On 06/15/2011 03:12 PM, Blue Swirl wrote:
On Tue, Jun 14, 2011 at 4:31 PM, Corey
Bryant<bryntcor(a)us.ibm.com> wrote:
> > sVirt provides SELinux MAC isolation for Qemu guest processes and their
> > corresponding resources (image files). sVirt provides this support
> > by labeling guests and resources with security labels that are stored
> > in file system extended attributes. Some file systems, such as NFS, do
> > not support the extended attribute security namespace, which is needed
> > for image file isolation when using the sVirt SELinux security driver
> > in libvirt.
> >
> > The proposed solution entails a combination of Qemu, libvirt, and
> > SELinux patches that work together to isolate multiple guests' images
> > when they're stored in the same NFS mount. This results in an
> > environment where sVirt isolation and NFS image file isolation can both
> > be provided.
> >
> > This patch contains the Qemu code to support this solution. I would
> > like to solicit input from the libvirt community prior to starting
> > the libvirt patch.
> >
> > Currently, Qemu opens an image file in addition to performing the
> > necessary read and write operations. The proposed solution will move
> > the open out of Qemu and into libvirt. Once libvirt opens an image
> > file for the guest, it will pass the file descriptor to Qemu via a
> > new fd: protocol.
> >
> > If the image file resides in an NFS mount, the following SELinux policy
> > changes will provide image isolation:
> >
> > - A new SELinux boolean is created (e.g. virt_read_write_nfs) to
> > allow Qemu (svirt_t) to only have SELinux read and write
> > permissions on nfs_t files
> >
> > - Qemu (svirt_t) also gets SELinux use permissions on libvirt
> > (virtd_t) file descriptors
> >
> > Following is a sample invocation of Qemu using the fd: protocol on
> > the command line:
> >
> > qemu -drive file=fd:4,format=qcow2
> >
> > The fd: protocol is also supported by the drive_add monitor command.
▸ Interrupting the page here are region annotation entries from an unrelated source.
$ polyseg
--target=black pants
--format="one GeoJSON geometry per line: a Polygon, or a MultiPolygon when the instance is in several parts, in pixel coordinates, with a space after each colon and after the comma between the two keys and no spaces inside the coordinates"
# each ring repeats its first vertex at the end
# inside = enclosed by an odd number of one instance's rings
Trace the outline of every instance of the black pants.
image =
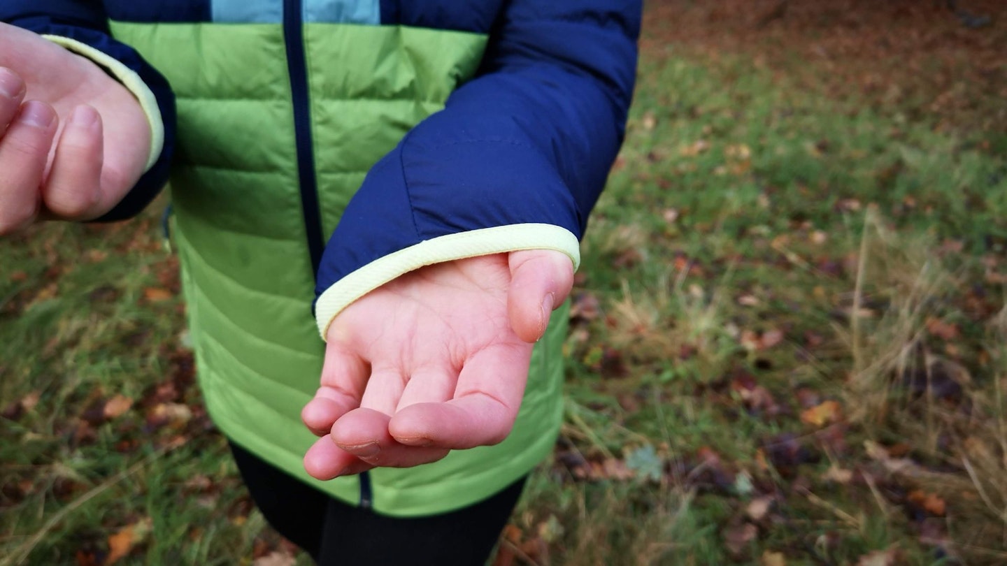
{"type": "Polygon", "coordinates": [[[397,519],[336,501],[234,443],[231,450],[266,521],[321,566],[481,566],[528,478],[471,507],[397,519]]]}

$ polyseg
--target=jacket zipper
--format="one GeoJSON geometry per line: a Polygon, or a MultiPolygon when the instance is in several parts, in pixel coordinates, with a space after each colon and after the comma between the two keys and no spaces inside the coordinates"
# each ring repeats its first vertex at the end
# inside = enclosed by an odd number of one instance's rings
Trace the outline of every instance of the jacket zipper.
{"type": "Polygon", "coordinates": [[[294,136],[297,141],[297,175],[301,189],[301,214],[311,255],[311,269],[318,275],[325,239],[321,234],[318,186],[314,174],[314,145],[311,141],[311,107],[308,99],[308,70],[304,54],[302,0],[283,1],[283,38],[290,73],[290,95],[294,103],[294,136]]]}
{"type": "MultiPolygon", "coordinates": [[[[307,235],[311,269],[318,276],[325,239],[321,232],[318,205],[318,182],[314,172],[314,143],[311,140],[311,106],[308,95],[307,59],[304,53],[304,17],[302,0],[283,0],[283,40],[287,49],[290,96],[294,106],[294,137],[297,143],[297,176],[301,191],[301,214],[307,235]]],[[[363,509],[371,509],[371,474],[359,475],[363,509]]]]}

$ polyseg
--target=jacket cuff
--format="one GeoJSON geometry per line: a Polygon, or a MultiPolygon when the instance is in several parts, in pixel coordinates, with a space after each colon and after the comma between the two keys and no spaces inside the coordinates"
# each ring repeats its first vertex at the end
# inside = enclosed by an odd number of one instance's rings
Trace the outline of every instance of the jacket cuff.
{"type": "Polygon", "coordinates": [[[147,156],[147,164],[144,167],[144,172],[149,171],[157,163],[161,151],[164,149],[164,120],[161,118],[161,111],[157,106],[157,98],[150,88],[147,87],[147,84],[140,79],[140,76],[136,72],[115,57],[91,45],[59,35],[42,35],[42,37],[91,59],[96,64],[107,69],[112,77],[133,93],[133,96],[140,103],[140,108],[143,109],[144,114],[147,116],[147,122],[150,124],[150,154],[147,156]]]}
{"type": "Polygon", "coordinates": [[[548,224],[518,224],[450,234],[399,250],[349,273],[328,287],[315,303],[318,332],[324,341],[332,320],[353,301],[401,275],[436,263],[517,252],[554,250],[580,267],[580,243],[569,230],[548,224]]]}

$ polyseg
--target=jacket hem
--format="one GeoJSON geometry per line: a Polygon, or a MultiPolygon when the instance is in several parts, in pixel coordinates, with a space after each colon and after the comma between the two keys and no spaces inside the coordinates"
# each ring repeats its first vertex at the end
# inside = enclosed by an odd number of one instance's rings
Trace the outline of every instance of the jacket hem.
{"type": "Polygon", "coordinates": [[[157,163],[161,151],[164,149],[164,121],[161,118],[161,110],[157,106],[157,98],[154,93],[136,72],[91,45],[59,35],[42,35],[42,37],[108,69],[116,80],[133,93],[150,124],[150,154],[147,156],[147,164],[143,168],[145,173],[149,171],[157,163]]]}
{"type": "Polygon", "coordinates": [[[437,263],[521,250],[555,250],[570,258],[574,271],[580,266],[577,237],[558,226],[518,224],[441,236],[375,260],[328,287],[315,303],[318,332],[325,340],[332,320],[344,308],[410,271],[437,263]]]}

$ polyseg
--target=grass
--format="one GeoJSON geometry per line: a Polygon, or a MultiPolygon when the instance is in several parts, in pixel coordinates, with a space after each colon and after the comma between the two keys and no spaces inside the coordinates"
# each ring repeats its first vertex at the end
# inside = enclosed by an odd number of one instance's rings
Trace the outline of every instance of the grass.
{"type": "MultiPolygon", "coordinates": [[[[286,552],[199,409],[160,206],[0,243],[0,564],[286,552]]],[[[496,563],[1002,563],[1004,219],[981,131],[648,51],[496,563]]]]}

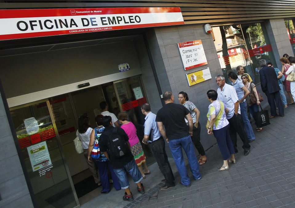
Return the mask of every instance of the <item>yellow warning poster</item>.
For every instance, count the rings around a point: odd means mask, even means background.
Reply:
[[[186,78],[189,86],[204,82],[211,78],[210,71],[208,67],[200,71],[187,74]]]

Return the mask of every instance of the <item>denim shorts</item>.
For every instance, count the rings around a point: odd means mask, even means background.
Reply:
[[[118,177],[121,188],[123,189],[129,187],[129,182],[127,176],[127,174],[128,173],[136,183],[140,182],[142,179],[142,175],[134,159],[122,168],[114,168],[114,171]]]

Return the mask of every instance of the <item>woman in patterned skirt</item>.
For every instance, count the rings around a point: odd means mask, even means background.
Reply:
[[[146,175],[150,174],[150,171],[146,165],[146,156],[143,152],[138,137],[136,135],[136,129],[132,122],[127,121],[128,116],[127,114],[122,112],[119,113],[117,117],[119,121],[123,124],[121,126],[121,128],[124,130],[129,138],[131,152],[144,179],[146,178]],[[142,164],[144,167],[145,171],[144,172]]]

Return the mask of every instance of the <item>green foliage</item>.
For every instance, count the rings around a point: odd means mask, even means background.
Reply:
[[[294,29],[294,25],[293,24],[293,21],[292,20],[285,20],[285,25],[286,25],[286,28],[288,28],[288,22],[289,23],[289,27],[290,30],[293,30]]]
[[[265,39],[260,23],[255,23],[249,26],[246,32],[251,33],[252,37],[255,38],[257,43],[260,42],[259,46],[261,46],[265,44]]]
> > This requires that the specified file descriptor is passed to the
> > monitor alongside a prior getfd monitor command.
> >
> > There are some additional features provided by certain image types
> > where Qemu reopens the image file. All of these scenarios will be
> > unsupported for the fd: protocol, at least for this patch:
> >
> > - The -snapshot command line option
> > - The savevm monitor command
> > - The snapshot_blkdev monitor command
> > - Starting Qemu with a backing file
There's also native CDROM device. Did you consider adding an explicit
reopen method to block layer?
Thanks. Yes it looks like I overlooked CDROM
reopens.
I'm not sure that I'm clear on the purpose of the reopen function.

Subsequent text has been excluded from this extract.